21 de enero de 2011

Balada del hastío

Mi desazón era producto del dúplex que nos alojaba a ti y a mí, insignes ejemplares de la juventud humana (tan radiantes, enérgicos y vivaces), aprisionando nuestras ilusiones al grado de dejarlas convertidas en montoncitos de chatarra, para luego venderlas por kilo en algún depósito de desencantos amorosos.

Tu padre no dejaba de reír con su programa cómico de la televisión, sentado en un sillón viejo que se asemejaba a una tumba. Ni tu ni yo podíamos movernos de nuestros lugares porque al instante su mirada de buen señor se posaría sobre ambos, y sin decir palabra nos interrogaría con un “¿se puede saber a donde van, muchachos?”, como en otras ocasiones lo había hecho. 

Y tu madre, a pesar de ser más comprensiva que aquel, se mantenía como producto de la costumbre suscrita a la misma sintonía radial que transmite a toda hora y desde el principio de los tiempos civilizados el estribillo “soy buena madre porque vigilo a todas horas a mi hijita adolescente”, y por más que con mis adulaciones prefabricadas y argumentos persuasivos trataba, no lograba cambiarla de aquella maldita frecuencia. 

“Jajaja”, escupía tu padre, “¿no quieren más refresco chicos?”, decía tu madre.
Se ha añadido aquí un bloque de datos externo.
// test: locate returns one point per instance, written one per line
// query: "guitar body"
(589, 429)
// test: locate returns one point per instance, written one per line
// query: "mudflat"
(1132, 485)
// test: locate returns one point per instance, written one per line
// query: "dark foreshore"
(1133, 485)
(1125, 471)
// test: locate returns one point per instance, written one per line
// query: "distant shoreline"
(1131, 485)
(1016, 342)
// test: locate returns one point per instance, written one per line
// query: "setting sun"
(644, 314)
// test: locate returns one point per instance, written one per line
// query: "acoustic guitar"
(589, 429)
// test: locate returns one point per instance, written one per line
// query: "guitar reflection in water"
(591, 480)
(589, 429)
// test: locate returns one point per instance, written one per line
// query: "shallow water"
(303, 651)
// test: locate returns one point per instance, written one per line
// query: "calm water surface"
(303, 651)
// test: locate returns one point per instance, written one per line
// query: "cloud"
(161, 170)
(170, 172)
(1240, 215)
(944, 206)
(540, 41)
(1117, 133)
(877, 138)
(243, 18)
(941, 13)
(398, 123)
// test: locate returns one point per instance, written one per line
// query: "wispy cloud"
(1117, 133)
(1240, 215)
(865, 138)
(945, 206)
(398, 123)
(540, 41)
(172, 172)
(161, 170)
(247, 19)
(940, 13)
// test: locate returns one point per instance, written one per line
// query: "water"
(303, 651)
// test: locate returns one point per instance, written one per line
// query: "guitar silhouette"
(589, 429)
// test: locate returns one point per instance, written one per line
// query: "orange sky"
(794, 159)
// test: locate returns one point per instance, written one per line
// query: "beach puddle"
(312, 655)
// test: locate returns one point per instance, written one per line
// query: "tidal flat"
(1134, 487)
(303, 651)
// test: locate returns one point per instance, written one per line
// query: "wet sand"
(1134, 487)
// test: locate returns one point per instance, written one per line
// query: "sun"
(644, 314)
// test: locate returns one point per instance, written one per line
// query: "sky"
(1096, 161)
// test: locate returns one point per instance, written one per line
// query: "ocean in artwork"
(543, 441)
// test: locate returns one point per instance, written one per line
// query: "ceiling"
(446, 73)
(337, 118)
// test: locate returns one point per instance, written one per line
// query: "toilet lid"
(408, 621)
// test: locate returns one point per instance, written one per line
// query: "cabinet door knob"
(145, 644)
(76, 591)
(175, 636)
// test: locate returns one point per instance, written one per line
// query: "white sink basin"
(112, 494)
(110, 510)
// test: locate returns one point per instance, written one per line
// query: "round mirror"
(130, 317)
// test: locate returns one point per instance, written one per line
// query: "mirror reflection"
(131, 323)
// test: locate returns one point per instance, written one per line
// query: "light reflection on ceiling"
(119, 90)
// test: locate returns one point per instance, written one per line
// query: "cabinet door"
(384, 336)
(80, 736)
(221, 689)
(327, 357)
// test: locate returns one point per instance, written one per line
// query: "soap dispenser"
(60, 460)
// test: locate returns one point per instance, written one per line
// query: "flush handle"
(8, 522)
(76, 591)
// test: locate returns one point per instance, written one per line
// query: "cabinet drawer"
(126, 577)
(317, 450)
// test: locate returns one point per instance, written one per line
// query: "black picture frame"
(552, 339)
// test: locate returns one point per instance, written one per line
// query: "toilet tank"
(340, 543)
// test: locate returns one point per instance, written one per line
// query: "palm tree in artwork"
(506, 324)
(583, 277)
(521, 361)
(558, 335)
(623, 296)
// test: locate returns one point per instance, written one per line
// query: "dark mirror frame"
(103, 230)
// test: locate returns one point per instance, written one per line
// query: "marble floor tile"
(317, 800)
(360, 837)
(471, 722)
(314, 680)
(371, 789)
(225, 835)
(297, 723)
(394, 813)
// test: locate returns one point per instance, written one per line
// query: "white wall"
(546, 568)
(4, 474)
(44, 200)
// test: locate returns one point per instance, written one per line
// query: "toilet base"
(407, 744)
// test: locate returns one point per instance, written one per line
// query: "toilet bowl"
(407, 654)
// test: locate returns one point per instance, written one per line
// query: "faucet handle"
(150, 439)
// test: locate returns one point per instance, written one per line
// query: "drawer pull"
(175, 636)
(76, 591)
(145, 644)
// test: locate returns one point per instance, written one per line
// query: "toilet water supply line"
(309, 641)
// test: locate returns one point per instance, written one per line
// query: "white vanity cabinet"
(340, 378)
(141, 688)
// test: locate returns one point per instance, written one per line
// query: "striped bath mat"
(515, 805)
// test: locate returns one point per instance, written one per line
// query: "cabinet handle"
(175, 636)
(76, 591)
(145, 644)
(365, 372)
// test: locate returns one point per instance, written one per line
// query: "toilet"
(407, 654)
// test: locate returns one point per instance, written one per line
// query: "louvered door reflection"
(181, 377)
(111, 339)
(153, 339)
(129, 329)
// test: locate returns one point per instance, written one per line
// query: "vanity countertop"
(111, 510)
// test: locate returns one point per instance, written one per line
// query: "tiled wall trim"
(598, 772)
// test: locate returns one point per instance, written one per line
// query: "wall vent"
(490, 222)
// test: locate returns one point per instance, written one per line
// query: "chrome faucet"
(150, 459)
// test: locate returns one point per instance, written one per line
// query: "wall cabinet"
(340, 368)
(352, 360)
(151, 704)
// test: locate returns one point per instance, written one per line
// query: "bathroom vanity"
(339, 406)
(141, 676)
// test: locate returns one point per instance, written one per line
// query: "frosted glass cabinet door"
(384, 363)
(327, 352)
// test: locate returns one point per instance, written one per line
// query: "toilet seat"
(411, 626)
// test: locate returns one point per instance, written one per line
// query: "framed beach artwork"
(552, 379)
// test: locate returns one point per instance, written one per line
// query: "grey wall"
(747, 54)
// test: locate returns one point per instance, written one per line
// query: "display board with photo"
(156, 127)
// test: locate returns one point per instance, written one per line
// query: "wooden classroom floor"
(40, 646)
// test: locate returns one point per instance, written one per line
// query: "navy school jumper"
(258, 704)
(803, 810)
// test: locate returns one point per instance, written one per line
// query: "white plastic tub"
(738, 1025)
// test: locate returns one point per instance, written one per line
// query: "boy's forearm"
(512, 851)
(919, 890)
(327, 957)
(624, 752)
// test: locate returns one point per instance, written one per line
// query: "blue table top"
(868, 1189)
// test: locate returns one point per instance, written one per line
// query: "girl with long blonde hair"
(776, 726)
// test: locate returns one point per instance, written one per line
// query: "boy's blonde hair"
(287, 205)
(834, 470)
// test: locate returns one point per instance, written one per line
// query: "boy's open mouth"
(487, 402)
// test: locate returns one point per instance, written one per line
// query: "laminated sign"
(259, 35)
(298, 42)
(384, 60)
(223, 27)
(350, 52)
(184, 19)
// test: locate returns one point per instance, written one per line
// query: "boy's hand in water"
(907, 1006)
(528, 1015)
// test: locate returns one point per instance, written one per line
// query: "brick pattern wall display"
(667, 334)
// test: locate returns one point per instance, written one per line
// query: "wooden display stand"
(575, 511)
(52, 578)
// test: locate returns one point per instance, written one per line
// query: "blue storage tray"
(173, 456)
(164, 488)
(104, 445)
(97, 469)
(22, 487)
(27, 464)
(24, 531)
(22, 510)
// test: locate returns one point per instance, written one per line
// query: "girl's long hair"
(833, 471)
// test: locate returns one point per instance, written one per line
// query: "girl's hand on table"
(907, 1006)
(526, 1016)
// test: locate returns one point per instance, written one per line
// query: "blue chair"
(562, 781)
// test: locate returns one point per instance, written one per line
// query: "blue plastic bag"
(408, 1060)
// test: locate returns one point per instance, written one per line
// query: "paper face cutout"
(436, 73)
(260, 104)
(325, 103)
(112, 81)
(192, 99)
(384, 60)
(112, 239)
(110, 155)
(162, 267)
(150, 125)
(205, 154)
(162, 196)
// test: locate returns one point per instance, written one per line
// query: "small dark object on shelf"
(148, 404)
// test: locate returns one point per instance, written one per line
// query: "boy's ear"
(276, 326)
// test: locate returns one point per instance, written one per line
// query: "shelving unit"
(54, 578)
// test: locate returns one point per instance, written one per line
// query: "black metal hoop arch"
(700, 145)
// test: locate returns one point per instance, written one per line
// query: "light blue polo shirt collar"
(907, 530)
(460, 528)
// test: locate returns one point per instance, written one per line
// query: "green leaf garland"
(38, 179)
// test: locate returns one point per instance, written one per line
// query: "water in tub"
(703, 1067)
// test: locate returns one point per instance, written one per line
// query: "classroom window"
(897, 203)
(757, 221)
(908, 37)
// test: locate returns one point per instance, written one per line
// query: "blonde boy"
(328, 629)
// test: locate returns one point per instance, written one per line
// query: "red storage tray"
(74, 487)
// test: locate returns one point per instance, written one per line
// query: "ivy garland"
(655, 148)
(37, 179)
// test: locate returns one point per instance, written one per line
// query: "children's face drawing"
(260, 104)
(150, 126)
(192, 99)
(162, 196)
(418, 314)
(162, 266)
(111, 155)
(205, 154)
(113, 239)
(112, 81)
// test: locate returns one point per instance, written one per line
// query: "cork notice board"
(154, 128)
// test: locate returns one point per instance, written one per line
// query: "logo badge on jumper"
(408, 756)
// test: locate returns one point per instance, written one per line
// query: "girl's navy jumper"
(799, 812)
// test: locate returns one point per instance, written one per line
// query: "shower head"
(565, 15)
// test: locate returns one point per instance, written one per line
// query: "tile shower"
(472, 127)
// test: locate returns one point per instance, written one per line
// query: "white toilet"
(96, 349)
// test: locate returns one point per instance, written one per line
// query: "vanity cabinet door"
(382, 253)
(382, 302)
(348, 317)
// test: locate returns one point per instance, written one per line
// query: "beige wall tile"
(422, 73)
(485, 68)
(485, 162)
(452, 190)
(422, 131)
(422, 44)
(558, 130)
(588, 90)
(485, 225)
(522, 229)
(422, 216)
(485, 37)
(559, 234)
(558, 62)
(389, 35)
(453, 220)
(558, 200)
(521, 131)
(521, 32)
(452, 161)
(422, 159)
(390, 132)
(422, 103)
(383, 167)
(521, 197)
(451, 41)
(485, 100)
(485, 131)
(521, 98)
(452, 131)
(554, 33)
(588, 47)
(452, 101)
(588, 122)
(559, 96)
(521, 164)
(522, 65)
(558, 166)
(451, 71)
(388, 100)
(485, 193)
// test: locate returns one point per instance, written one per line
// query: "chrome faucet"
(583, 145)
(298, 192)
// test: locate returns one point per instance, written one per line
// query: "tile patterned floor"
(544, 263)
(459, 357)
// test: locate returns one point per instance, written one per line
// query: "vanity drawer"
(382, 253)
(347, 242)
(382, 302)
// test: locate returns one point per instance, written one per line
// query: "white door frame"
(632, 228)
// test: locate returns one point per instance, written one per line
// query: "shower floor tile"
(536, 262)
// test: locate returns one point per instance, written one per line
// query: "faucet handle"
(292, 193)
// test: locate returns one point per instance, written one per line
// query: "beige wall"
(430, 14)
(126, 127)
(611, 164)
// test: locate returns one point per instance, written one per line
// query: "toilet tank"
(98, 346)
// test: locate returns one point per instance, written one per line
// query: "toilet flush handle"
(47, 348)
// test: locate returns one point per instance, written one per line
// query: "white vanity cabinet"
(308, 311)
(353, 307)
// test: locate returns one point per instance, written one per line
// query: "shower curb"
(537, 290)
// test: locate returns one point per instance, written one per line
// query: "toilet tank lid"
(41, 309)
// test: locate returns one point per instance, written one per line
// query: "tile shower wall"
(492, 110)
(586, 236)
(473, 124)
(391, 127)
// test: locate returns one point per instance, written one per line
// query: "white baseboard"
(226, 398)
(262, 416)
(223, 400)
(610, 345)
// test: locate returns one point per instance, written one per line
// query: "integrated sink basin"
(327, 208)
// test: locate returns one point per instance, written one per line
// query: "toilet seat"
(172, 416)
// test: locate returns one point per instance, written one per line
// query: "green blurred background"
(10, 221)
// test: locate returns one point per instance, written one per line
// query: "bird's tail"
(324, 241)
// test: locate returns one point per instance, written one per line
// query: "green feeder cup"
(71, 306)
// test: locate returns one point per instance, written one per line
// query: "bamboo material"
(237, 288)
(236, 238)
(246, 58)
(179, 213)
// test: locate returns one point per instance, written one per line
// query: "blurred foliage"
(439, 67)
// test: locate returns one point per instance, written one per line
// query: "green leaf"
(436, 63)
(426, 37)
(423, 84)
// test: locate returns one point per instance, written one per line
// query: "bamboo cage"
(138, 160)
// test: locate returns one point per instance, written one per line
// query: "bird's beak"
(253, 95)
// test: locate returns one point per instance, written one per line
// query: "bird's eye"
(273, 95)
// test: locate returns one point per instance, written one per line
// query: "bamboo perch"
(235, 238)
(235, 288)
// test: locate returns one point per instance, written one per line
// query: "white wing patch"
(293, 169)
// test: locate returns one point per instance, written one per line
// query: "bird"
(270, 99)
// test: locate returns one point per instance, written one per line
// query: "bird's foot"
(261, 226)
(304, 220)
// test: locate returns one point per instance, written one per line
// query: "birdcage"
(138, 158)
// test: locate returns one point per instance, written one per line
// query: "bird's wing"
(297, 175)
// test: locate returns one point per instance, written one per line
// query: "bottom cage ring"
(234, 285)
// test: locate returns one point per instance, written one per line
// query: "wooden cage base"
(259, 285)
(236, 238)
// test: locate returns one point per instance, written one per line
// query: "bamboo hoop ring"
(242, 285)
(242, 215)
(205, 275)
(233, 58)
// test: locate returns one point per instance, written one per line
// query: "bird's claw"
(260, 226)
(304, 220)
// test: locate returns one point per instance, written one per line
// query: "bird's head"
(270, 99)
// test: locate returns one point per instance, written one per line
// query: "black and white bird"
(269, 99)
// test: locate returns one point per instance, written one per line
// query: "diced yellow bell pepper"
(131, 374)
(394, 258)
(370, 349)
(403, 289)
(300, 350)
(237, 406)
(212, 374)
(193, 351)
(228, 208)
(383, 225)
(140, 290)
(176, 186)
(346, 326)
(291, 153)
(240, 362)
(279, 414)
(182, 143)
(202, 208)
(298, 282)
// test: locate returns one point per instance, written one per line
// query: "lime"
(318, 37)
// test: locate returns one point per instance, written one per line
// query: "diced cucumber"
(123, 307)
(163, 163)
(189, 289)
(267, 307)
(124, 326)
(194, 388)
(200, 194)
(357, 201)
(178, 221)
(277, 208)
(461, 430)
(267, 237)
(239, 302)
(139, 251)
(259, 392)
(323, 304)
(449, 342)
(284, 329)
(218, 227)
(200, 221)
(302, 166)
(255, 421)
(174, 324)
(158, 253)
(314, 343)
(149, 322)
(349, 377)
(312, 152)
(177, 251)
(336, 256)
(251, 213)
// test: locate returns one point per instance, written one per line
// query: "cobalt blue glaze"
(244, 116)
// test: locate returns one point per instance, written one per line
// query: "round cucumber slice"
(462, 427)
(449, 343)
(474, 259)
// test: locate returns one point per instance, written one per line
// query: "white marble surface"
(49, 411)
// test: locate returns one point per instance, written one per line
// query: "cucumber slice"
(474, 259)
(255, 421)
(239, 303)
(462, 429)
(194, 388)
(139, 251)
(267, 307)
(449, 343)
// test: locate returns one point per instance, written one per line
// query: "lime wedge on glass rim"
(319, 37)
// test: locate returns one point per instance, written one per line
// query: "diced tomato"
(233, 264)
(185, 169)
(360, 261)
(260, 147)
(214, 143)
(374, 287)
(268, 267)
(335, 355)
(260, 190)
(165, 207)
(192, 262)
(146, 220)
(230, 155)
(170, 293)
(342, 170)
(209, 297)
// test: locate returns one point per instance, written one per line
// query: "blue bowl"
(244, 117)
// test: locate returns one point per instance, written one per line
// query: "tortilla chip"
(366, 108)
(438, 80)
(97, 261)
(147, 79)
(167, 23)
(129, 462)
Entre los dos evitando que tú y yo perpetuáramos el ritual de la adolescencia, buscando convertirnos en estatuas grecolatinas como para colocarlas en fuentes para ave. 

Se repetía armoniosamente, aderezada con tus bostezos y mis sonrisas fingidas, la eterna balada del hastío, con su 1,2,3,4; 1,2,3,4; 1,2,3,4. Los muebles rústicos que inundaban el reducido espacio de la sala, las plantas de sombra en los rincones, los cuadros colgados en la pared: todos aquellos objetos inertes eran el público de esa melodía que nos cantaba la vida los sábados y domingos por la tarde cuando iba a visitarte, aunque más que melodía a ambos nos parecía un escupitajo en la cara. 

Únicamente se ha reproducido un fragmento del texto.